Türkiye konusunda unutmamamız gereken bir durum da, Ermeni halkının, Türkiye ile sınırı açmanın ve ikili ilişkiler kurmanın Ermeni Soykırımı'nı unutmaya sebep olmasına asla hazır olmadığı.

*Soykırım meselesinin ele alınması Ermenistan'ın dış politikasının temel önceliklerinden biridir

Tesnim: Tabii Sayın Paşinyan geçen sefer soykırım kelimesini kullanmadı, belli ki bir şeyler olacak.

Grigorian: Soykırım konusu Ermenistan Cumhuriyeti'nin dış ilişkilerinin temel önceliklerinden biri olmasına ve Ermenistan Anayasası'nda kayıtlı olmasına rağmen tıpkı Paşinyan’ın, Ermeni devlet adamlarının Artsah veya Karabağ adını almasını yasaklaması gibi bugün de dünyadaki birçok ülkenin kullandığı soykırım kelimesi yerine, büyük suç büyük cinayet gibi kavramlardan söz ediyor. Bunların sıradan söz ve görseller dizisi olduğunu düşünmeyin, bunlar ülkenin milliyetini yok etmeye yönelik adımlardır.
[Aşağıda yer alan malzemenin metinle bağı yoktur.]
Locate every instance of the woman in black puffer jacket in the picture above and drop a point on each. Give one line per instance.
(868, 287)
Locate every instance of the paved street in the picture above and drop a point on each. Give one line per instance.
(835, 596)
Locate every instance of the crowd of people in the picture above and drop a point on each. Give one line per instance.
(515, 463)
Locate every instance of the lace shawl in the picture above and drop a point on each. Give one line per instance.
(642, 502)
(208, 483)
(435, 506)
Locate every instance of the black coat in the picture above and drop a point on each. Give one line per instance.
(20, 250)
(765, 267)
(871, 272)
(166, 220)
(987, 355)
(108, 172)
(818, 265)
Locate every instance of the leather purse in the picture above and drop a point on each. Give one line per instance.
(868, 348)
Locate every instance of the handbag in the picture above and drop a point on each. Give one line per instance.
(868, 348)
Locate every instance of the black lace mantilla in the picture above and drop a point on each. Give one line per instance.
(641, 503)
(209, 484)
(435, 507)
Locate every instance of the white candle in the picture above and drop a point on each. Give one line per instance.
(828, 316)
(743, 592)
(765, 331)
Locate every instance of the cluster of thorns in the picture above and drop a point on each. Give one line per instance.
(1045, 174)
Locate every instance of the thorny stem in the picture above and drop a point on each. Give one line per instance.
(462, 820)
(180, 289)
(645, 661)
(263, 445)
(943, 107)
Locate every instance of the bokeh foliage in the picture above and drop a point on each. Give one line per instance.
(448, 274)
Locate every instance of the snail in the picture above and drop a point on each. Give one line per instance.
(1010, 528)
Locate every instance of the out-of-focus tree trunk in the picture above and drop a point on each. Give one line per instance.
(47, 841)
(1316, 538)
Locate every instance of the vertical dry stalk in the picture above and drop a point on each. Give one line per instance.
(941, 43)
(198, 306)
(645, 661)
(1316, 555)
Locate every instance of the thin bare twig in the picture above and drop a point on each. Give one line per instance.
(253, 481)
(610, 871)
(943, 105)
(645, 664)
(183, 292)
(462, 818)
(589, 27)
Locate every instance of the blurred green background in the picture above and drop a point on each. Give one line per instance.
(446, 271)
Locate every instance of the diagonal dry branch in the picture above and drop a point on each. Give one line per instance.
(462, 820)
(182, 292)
*Batı'nın İran'a yönelik ağır yaptırımları Tahran-İran ilişkilerinin gelişmesini engelledi

Tesnim: İran-Ermenistan ilişkileri hakkında, iki ülke liderlerinin bu ilişkiyi geliştirme konusunda büyük bir iradeye sahip olduğunu göz önünde bulundurarak siyasi düzeyde iyi ilişkilerimiz var. Ama ekonomik düzeyde özel bir gelişme görmüyoruz, birçok sözleşmemiz hala askıda, 300 ila 500 milyon dolar da ilişkilerin potansiyeline cevap verebilecek bir rakam değil, sizce ne olabilir? Ekonomik ilişkilerin gelişmemesinin önündeki engeller nelerdir?

Grigorian: Ben iki faktörün önemli olduğunu düşünüyorum; Biri Batı ve Avrupa'nın İran'a uyguladığı yıllardır takip ettiği çok ağır yaptırımlar. Diğeri ise özellikle son birkaç yıldır Ermenistan'daki mevcut hükümetin varlığıyla birlikte Batı’nın İran'la çok fazla ilişki kurmaması yönünde hükümete uyguladığı baskıdır.